MICHAEL Atherton was on the radio from deepest Australia. ''I never
said the captain should pick the England team,'' he insisted. ''I was
quoted out of context -- please make that clear.''
It was just another minor public-relations blip during a tour on which
disaster has been the ever-present twelfth man.
England have a tour manager who is invisible, a team manager who is
not even told when a replacement has been summoned from home, a chairman
of selectors who is on holiday in Spain.
Atherton has not had his sorrows to seek. Yet he has touched upon a
fundamental question which affects almost all sports, namely, who should
choose the team?
Cricket is one of the few remaining games where the captain has to
make vital decisions -- who bowls, which field will be set, when to
declare. Is there anyone better qualified to say which players should
take the field? Or is it unfair to place so much responsibility in the
hands of one man? What if he is not playing well -- would he drop
himself?
That situation arose twice on British Lions rugby tours. A Scot,
Michael Campbell-Lamerton, then skipper of the 1966 Lions in Australia
and New Zealand, left himself out, after consultation with the team
management, of a Test match.
A later Lions' captain, Ciaran Fitzgerald of Ireland, pointedly
declined to do the same when the vast majority of observers considered
he was an inferior hooker to Scotland's Colin Deans. But should either
player have been put in that position? I think not.

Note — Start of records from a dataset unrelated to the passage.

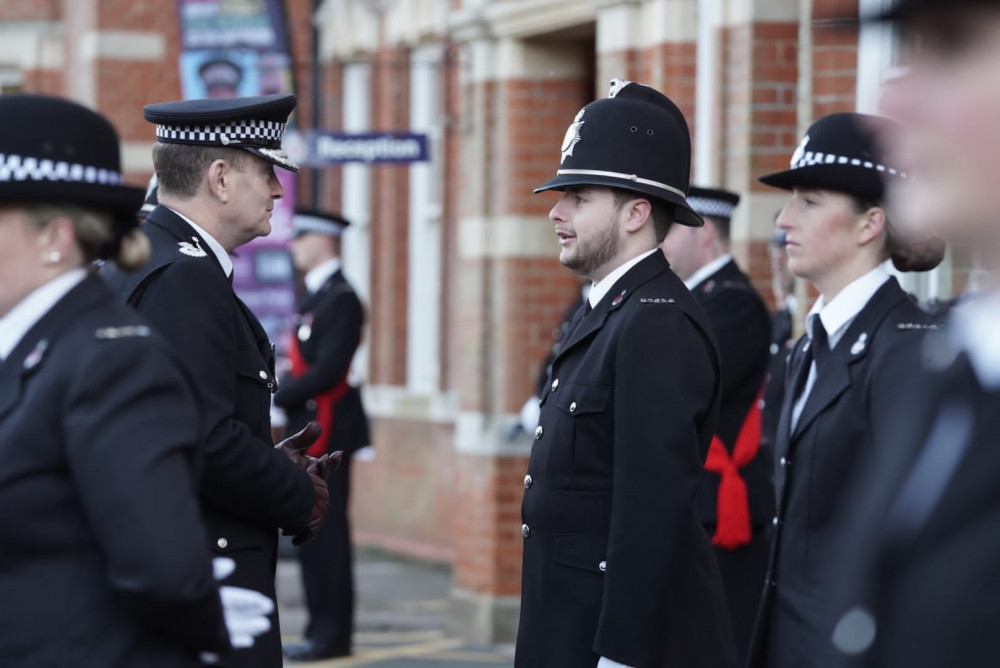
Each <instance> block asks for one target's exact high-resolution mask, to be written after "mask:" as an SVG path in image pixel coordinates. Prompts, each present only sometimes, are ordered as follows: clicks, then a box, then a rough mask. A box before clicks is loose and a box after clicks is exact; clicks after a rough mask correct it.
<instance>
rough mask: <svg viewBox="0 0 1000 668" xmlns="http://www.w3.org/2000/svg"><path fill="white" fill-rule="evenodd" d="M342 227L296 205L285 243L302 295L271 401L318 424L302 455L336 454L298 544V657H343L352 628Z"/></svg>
mask: <svg viewBox="0 0 1000 668" xmlns="http://www.w3.org/2000/svg"><path fill="white" fill-rule="evenodd" d="M349 224H350V223H349V222H348V221H347V220H346V219H344V218H343V217H341V216H338V215H336V214H331V213H326V212H322V211H315V210H311V209H296V211H295V219H294V225H295V238H294V239H292V241H291V243H290V245H289V250H290V251H291V254H292V261H293V262H294V263H295V268H296V269H298V270H299V271H302V272H304V274H305V288H306V294H305V295H303V297H302V299H301V300H300V302H299V315H298V327H297V328H296V330H295V334H294V337H293V339H292V343H291V346H290V347H289V356H290V357H291V362H292V369H291V375H290V376H289V377H287V378H283V379H282V381H281V389H280V390H278V393H277V394H276V395H275V396H274V403H275V404H276V405H277V406H278V407H280V408H282V409H284V411H285V413H286V414H287V418H288V427H289V428H290V429H291V430H292V431H295V430H298V429H301V428H303V427H305V426H306V425H307V424H308V423H309V421H310V420H316V421H317V422H319V423H320V425H321V426H322V427H323V434H322V435H321V436H320V438H319V439H318V440H317V441H316V442H315V443H313V445H312V447H311V448H310V449H309V454H310V455H312V456H314V457H321V456H322V455H324V454H326V453H328V452H333V451H334V450H339V451H342V452H343V455H344V456H343V459H342V460H341V462H340V466H339V467H338V468H337V470H336V471H335V472H334V473H333V475H332V476H330V478H328V480H327V484H328V486H329V489H330V504H329V507H328V508H327V513H326V519H325V520H324V522H323V526H322V527H321V530H320V531H319V532H318V533H317V535H316V537H315V538H314V539H313V540H311V541H310V542H308V543H306V544H305V545H303V546H302V547H300V548H299V561H300V563H301V564H302V586H303V590H304V591H305V595H306V604H307V605H308V608H309V623H308V624H307V625H306V630H305V638H304V639H303V641H302V642H301V643H298V644H295V645H289V646H287V647H286V648H285V656H287V657H288V658H289V659H296V660H300V661H315V660H317V659H325V658H330V657H335V656H347V655H348V654H350V653H351V635H352V633H353V630H354V576H353V566H352V563H351V562H352V559H351V525H350V522H349V521H348V516H347V502H348V500H349V498H350V489H351V486H350V476H351V466H350V463H351V456H352V455H353V454H354V453H355V452H356V451H357V450H358V449H360V448H363V447H365V446H366V445H368V442H369V440H370V439H369V436H368V418H367V416H366V415H365V410H364V407H363V406H362V404H361V391H360V390H359V389H358V388H357V387H354V386H352V385H350V384H349V383H348V378H347V377H348V373H349V372H350V369H351V361H352V360H353V359H354V353H355V351H357V349H358V345H360V343H361V334H362V330H363V328H364V309H363V308H362V306H361V300H360V299H358V295H357V293H356V292H355V291H354V288H353V287H351V284H350V283H348V282H347V279H346V278H345V277H344V273H343V271H341V265H340V244H341V235H342V234H343V232H344V229H345V228H346V227H347V226H348V225H349Z"/></svg>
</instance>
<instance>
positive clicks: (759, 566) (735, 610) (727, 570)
mask: <svg viewBox="0 0 1000 668" xmlns="http://www.w3.org/2000/svg"><path fill="white" fill-rule="evenodd" d="M714 533H715V527H714V526H713V527H711V531H710V532H709V534H708V535H709V536H711V535H712V534H714ZM770 536H771V534H770V531H768V530H767V529H766V528H763V527H756V526H755V527H754V528H753V538H752V539H751V541H750V544H749V545H744V546H743V547H741V548H738V549H736V550H723V549H720V548H714V549H713V551H714V552H715V559H716V562H717V563H718V564H719V572H720V573H721V574H722V585H723V587H724V588H725V590H726V603H727V604H728V605H729V616H730V618H731V619H732V622H733V636H734V637H735V638H736V651H737V653H738V654H739V659H740V664H741V665H742V664H743V662H744V661H746V657H747V652H748V650H749V648H750V638H751V636H752V635H753V629H754V620H755V619H756V617H757V609H758V607H759V606H760V597H761V594H762V592H763V590H764V574H765V573H766V572H767V559H768V556H769V555H770V549H771V538H770Z"/></svg>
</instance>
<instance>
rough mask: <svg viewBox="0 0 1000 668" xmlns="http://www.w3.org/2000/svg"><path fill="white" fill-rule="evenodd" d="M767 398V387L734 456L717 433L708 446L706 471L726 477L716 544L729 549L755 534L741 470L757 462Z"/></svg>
mask: <svg viewBox="0 0 1000 668" xmlns="http://www.w3.org/2000/svg"><path fill="white" fill-rule="evenodd" d="M763 397H764V390H763V388H761V391H760V392H759V393H758V394H757V398H756V399H754V402H753V405H752V406H751V407H750V410H749V412H747V415H746V417H745V418H744V419H743V426H742V427H740V433H739V435H738V436H737V437H736V446H735V447H734V448H733V454H732V457H730V455H729V451H728V450H727V449H726V446H725V444H723V442H722V439H720V438H719V437H718V436H715V437H714V438H713V439H712V445H711V446H710V447H709V449H708V458H707V459H706V460H705V470H707V471H712V472H713V473H718V474H720V475H721V476H722V480H720V481H719V498H718V502H717V517H716V522H715V535H714V536H713V537H712V544H713V545H716V546H718V547H721V548H723V549H726V550H735V549H736V548H738V547H740V546H741V545H746V544H748V543H749V542H750V539H751V537H752V532H751V528H750V498H749V495H748V494H747V484H746V481H744V480H743V476H741V475H740V469H741V468H743V467H744V466H746V465H747V464H749V463H750V462H751V461H753V458H754V457H756V456H757V451H758V450H759V449H760V434H761V409H760V404H761V400H762V399H763Z"/></svg>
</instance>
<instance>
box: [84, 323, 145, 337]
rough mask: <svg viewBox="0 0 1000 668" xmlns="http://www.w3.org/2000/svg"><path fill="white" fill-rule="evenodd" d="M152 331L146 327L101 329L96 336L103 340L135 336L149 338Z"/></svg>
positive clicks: (100, 328) (94, 331)
mask: <svg viewBox="0 0 1000 668" xmlns="http://www.w3.org/2000/svg"><path fill="white" fill-rule="evenodd" d="M150 333H151V330H150V329H149V327H147V326H146V325H126V326H124V327H101V328H100V329H96V330H94V336H95V337H96V338H98V339H101V340H110V339H124V338H128V337H133V336H149V335H150Z"/></svg>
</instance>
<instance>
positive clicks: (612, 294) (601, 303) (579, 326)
mask: <svg viewBox="0 0 1000 668" xmlns="http://www.w3.org/2000/svg"><path fill="white" fill-rule="evenodd" d="M669 269H670V264H669V263H668V262H667V259H666V257H664V255H663V253H661V252H656V253H652V254H650V255H647V256H646V257H644V258H643V259H642V260H640V261H639V262H638V263H637V264H635V265H634V266H632V267H631V268H630V269H629V270H628V271H626V272H625V274H624V275H622V276H621V278H619V279H618V280H617V281H615V283H614V284H613V285H612V286H611V289H610V290H609V291H608V294H606V295H605V296H604V298H603V299H601V300H600V301H599V302H598V303H597V306H596V307H595V308H594V309H593V310H592V311H591V312H590V313H587V314H584V309H582V308H581V309H580V310H578V311H577V312H576V315H575V316H574V317H573V320H572V321H571V323H570V326H569V329H568V331H569V338H568V339H567V340H566V343H565V344H564V345H562V346H561V347H560V348H559V352H558V353H556V357H555V359H556V360H558V359H559V358H561V357H562V356H563V355H565V354H566V353H567V352H569V351H570V350H572V349H573V348H575V347H576V346H578V345H579V344H580V343H581V342H583V341H584V340H586V339H588V338H590V337H591V336H593V335H594V334H595V333H596V332H597V331H598V330H600V329H601V328H602V327H603V326H604V323H605V322H607V319H608V316H610V315H611V314H612V313H614V312H615V311H617V310H618V309H620V308H621V307H622V306H623V305H624V304H625V302H626V301H628V299H629V298H630V297H631V296H632V294H633V293H634V292H635V290H636V289H637V288H639V287H640V286H641V285H643V284H645V283H648V282H649V281H651V280H653V279H654V278H656V277H657V276H659V275H660V274H662V273H664V272H665V271H667V270H669Z"/></svg>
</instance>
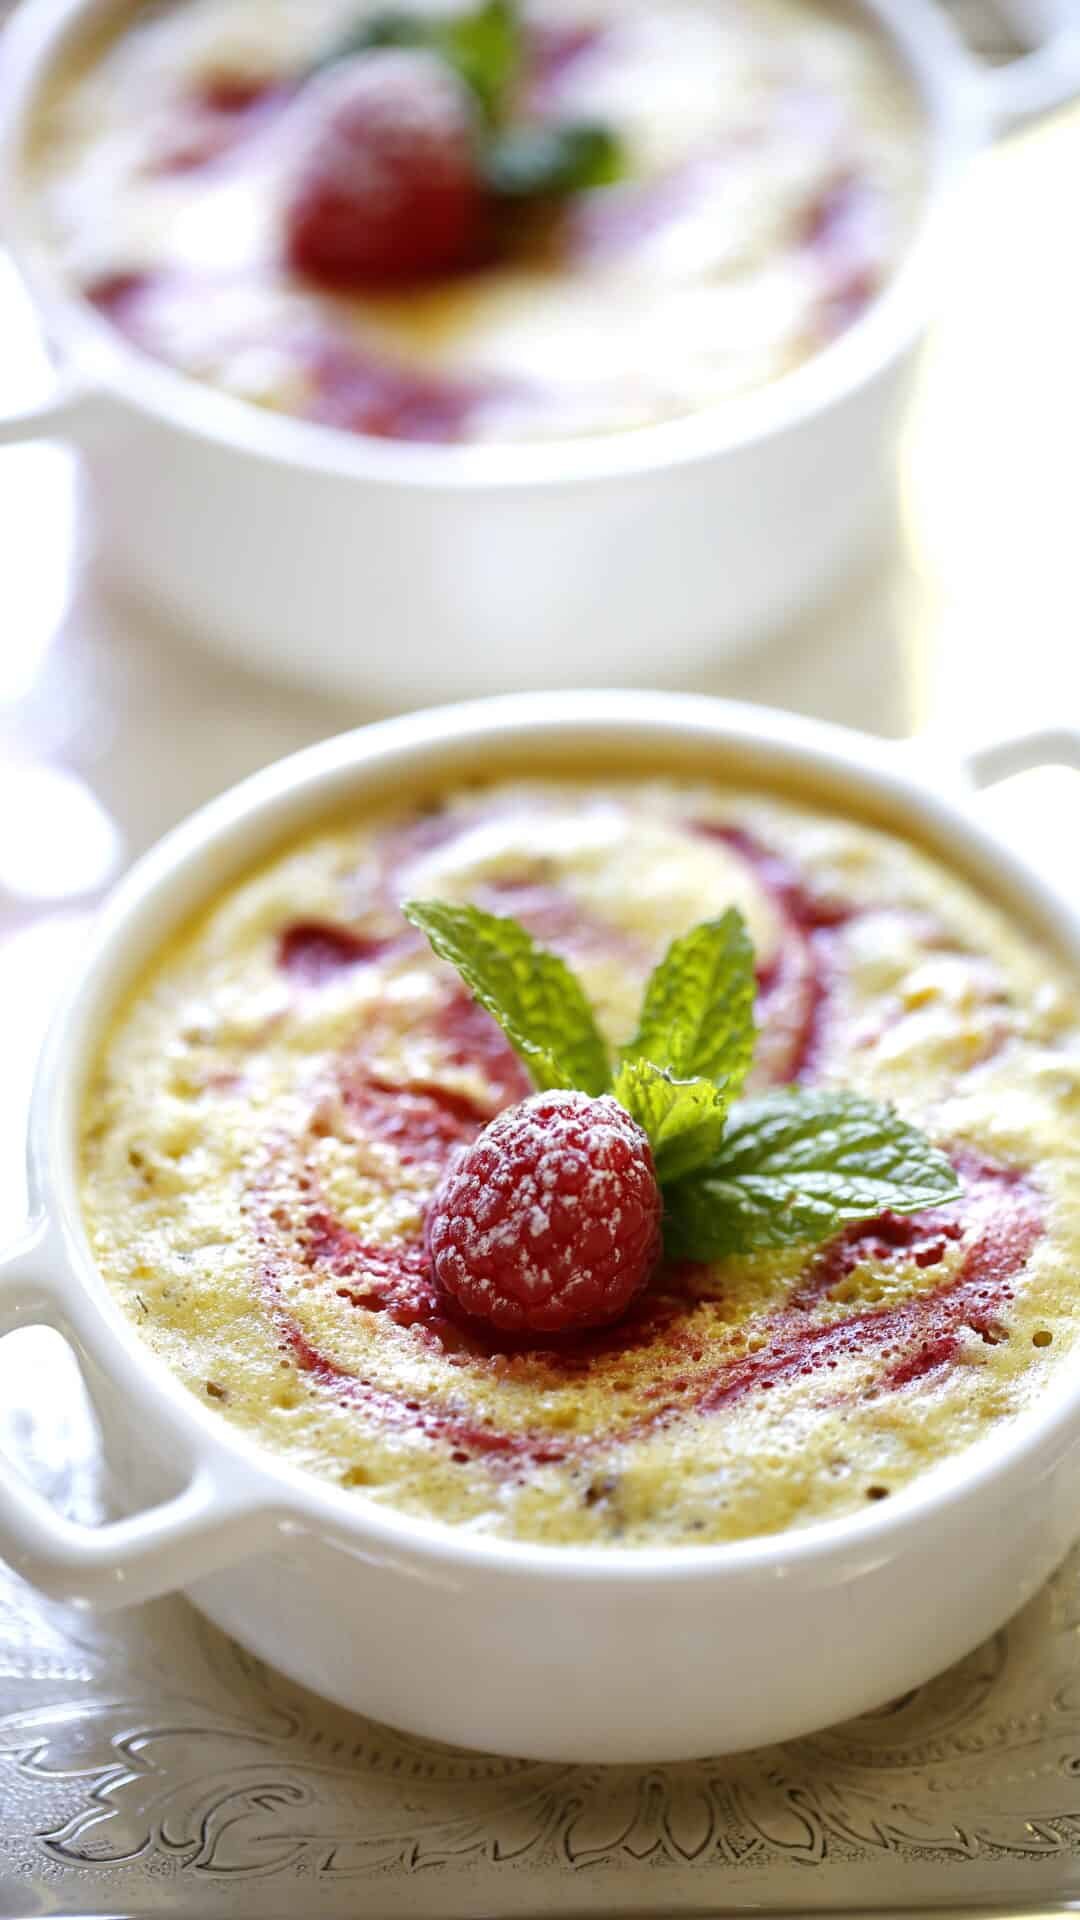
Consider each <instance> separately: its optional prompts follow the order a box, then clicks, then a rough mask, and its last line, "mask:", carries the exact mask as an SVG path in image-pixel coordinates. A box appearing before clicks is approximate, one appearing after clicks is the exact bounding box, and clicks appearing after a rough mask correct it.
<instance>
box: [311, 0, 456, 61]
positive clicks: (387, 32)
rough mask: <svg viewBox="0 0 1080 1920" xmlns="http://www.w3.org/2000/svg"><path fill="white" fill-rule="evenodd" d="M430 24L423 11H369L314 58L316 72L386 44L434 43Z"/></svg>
mask: <svg viewBox="0 0 1080 1920" xmlns="http://www.w3.org/2000/svg"><path fill="white" fill-rule="evenodd" d="M430 44H432V35H430V23H429V21H427V19H423V15H421V13H409V12H407V10H405V8H384V10H382V12H379V13H369V15H367V19H357V21H354V25H352V27H346V31H344V33H342V35H338V38H336V40H331V44H329V46H325V48H323V52H321V54H319V58H317V60H315V61H313V69H311V71H313V73H321V71H323V69H325V67H334V65H336V63H338V60H352V58H354V56H356V54H373V52H377V50H379V48H384V46H430Z"/></svg>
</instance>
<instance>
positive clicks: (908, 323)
mask: <svg viewBox="0 0 1080 1920" xmlns="http://www.w3.org/2000/svg"><path fill="white" fill-rule="evenodd" d="M115 4H117V0H25V6H23V8H19V12H17V15H15V19H13V21H12V23H10V25H8V29H6V61H4V71H2V73H0V204H2V205H0V211H2V213H4V227H6V228H8V232H6V238H8V244H10V248H12V257H13V261H15V267H17V269H19V273H21V275H23V280H25V282H27V288H29V292H31V296H33V300H35V303H37V305H38V307H40V311H42V315H44V319H46V324H48V328H50V334H52V338H54V340H56V342H58V344H60V346H65V344H69V349H71V355H73V369H75V374H77V376H79V372H81V371H83V372H85V378H86V399H88V401H90V403H92V401H94V399H108V401H113V403H119V405H131V407H135V409H136V411H140V413H146V415H150V417H154V419H160V420H161V422H163V424H167V426H169V428H173V430H177V432H181V434H186V436H190V438H196V440H206V442H209V444H213V445H217V447H225V449H229V451H234V453H238V455H242V457H248V459H258V461H267V463H271V465H275V463H277V465H279V467H286V468H300V470H313V472H321V474H334V476H344V478H354V480H359V482H371V484H386V486H400V488H415V490H421V492H427V490H446V492H452V493H454V492H503V490H505V492H513V493H528V492H530V490H550V488H557V486H575V484H582V486H588V484H592V482H619V480H625V482H634V480H638V478H642V476H648V474H653V472H663V470H667V468H680V467H686V465H690V467H692V465H696V463H709V461H715V459H723V457H728V455H730V457H736V455H738V453H742V451H746V449H751V447H755V445H761V444H765V442H769V440H773V438H776V436H778V434H784V432H788V430H796V428H799V426H805V424H811V422H813V420H817V419H819V417H822V415H826V413H828V409H830V407H834V405H838V403H842V401H844V399H847V397H849V396H851V394H855V392H859V390H863V388H865V386H869V384H871V382H872V380H874V378H876V376H878V374H880V372H882V371H884V367H888V365H890V363H892V361H896V359H897V357H899V355H903V351H905V349H907V348H909V346H911V344H913V340H915V338H917V334H919V330H920V326H922V324H924V319H926V307H928V292H926V288H928V284H930V280H932V265H934V259H936V253H938V234H940V225H942V200H944V190H945V186H947V182H949V179H951V177H953V175H955V173H957V171H959V165H961V163H963V159H967V157H969V156H970V154H972V152H974V150H976V148H978V146H980V144H982V138H984V136H986V129H988V113H986V100H984V96H982V90H980V86H978V75H976V69H974V65H972V61H970V60H969V56H967V54H965V52H963V46H961V40H959V36H957V33H955V29H953V27H951V25H949V23H947V21H945V17H944V15H940V13H938V12H936V10H934V8H932V6H930V4H928V0H917V6H919V12H917V13H913V10H911V8H913V0H855V4H857V6H859V8H863V10H867V12H869V13H871V15H872V19H874V23H876V27H878V31H882V33H884V35H886V36H888V40H890V46H892V52H894V54H896V58H897V61H899V63H901V65H903V71H905V73H907V79H909V83H911V84H913V86H915V92H917V96H919V102H920V106H922V111H924V117H926V131H928V140H926V156H928V177H926V182H924V190H922V192H924V204H922V211H920V217H919V225H917V230H915V234H913V236H911V240H909V246H907V250H905V255H903V259H901V263H899V267H897V269H896V271H894V275H892V278H890V282H888V284H886V286H884V288H882V290H880V292H878V294H876V296H874V300H872V301H871V305H869V307H867V311H865V313H863V315H861V317H859V319H857V321H855V323H853V324H851V326H849V328H846V332H842V334H840V336H838V338H836V340H832V342H828V344H826V346H824V348H821V349H819V351H815V353H813V355H811V357H809V359H807V361H805V363H803V365H801V367H796V369H794V371H792V372H786V374H782V376H780V378H776V380H771V382H765V386H761V388H757V390H751V392H748V394H744V396H738V397H734V399H728V401H723V403H717V405H715V407H705V409H696V411H692V413H688V415H684V417H678V419H673V420H659V422H653V424H646V426H640V428H630V430H625V432H613V434H588V436H573V438H567V440H553V442H536V444H496V442H492V444H482V445H480V444H477V445H429V444H423V442H417V444H411V442H394V440H380V438H375V436H365V434H348V432H344V430H340V428H332V426H321V424H315V422H309V420H298V419H292V417H288V415H275V413H273V411H269V409H261V407H258V405H254V403H250V401H244V399H238V397H234V396H229V394H223V392H215V390H213V388H209V386H206V384H202V382H198V380H196V378H194V376H188V374H183V372H179V371H175V369H171V367H167V365H163V363H156V361H154V359H150V357H148V355H144V353H140V351H138V349H136V348H133V346H131V344H129V342H127V340H125V338H123V336H121V334H119V330H117V328H115V326H111V324H110V323H108V321H106V319H104V317H102V315H100V313H96V311H94V309H92V305H90V301H88V300H86V298H85V296H81V294H79V292H73V290H71V288H67V286H65V284H63V278H61V275H60V271H58V269H56V267H54V265H52V263H50V259H48V252H46V248H44V244H42V242H40V238H35V232H33V221H29V223H27V221H23V217H21V192H19V188H17V182H19V180H21V173H23V169H21V165H19V159H21V148H23V140H25V129H27V125H29V123H31V121H33V113H35V111H37V102H38V94H40V90H42V84H44V81H46V77H48V73H50V69H52V65H54V61H56V58H58V56H60V52H61V48H63V44H65V38H67V35H69V33H73V31H75V29H77V25H79V21H81V19H83V15H85V13H88V12H92V10H96V8H102V10H108V8H110V6H115Z"/></svg>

To me, the notion that players should also be selectors is absurd. By
all means let their views be sought, but to require them to pass
judgement on club-mates, friends, sometimes even relatives, is asking
far too much.
Nor am I a great fan of selection committees. The late, great Jimmy
Wardhaugh used to amuse with his tale of how, having been chosen to play
for Scotland, he was given personal instruction by one of the selectors,
a butcher from Montrose, as I recall, on how to take a throw-in.
Ian McLauchlan swears that, after he was dropped from the Scottish
international rugby team, all five selectors solemnly assured him they
had voted for his inclusion.
We will learn this afternoon the XV who will be wearing the Scottish
jerseys against Canada a week on Saturday, and will be assured, no
doubt, that every selection was unanimous. Perhaps, but it would be a
lot easier to believe if it was the team manager's sole responsibility.
For that is what I believe is the correct method. The football
authorities have got it right -- Craig Brown, Terry Venables, Jack
Charlton have been chosen to produce successful sides, and they have to
be allowed to choose them.
English cricket has far too many chiefs, but no commander. If Raymond
Illingworth is to play that role he must be given the responsibility of
selecting the side which takes the field.
In an amateur sport like rugby, do different criteria apply? Well, let
us not argue the ''amateur'' label, but rather look at what is happening
in the real world. Does anyone other than Jack Rowell pick the England
side? Does Ian McGeechan have control of team selection at Northampton?
Of course he does.
These men will listen to advice, they will have their spies in all the
leading clubs up and down the country, they will talk to the coaches and
maybe even to the players but ultimately the buck will stop with them.
Just as soccer dispensed with the services of the butcher and the
baker so, too, will international rugby. We are moving towards a
professional team manager charged with putting the side he wants into
action.
I am happy to live with that prospect. One singer, one song.
* GOING to the dogs on a Sunday would once have been considered the
ultimate sin. Yet I have no qualms about releasing the hare on the
Sabbath.
Sunday horseracing will be with us soon on a regular basis, and I
suspect rugby will consider staging some games on that day, too. This
already happens in France.
Of course there must be consideration given to those who have
religious objections to taking part. But it is a hardly logical to
insist that players must take part in Sunday training sessions yet say
it is immoral to play an actual match.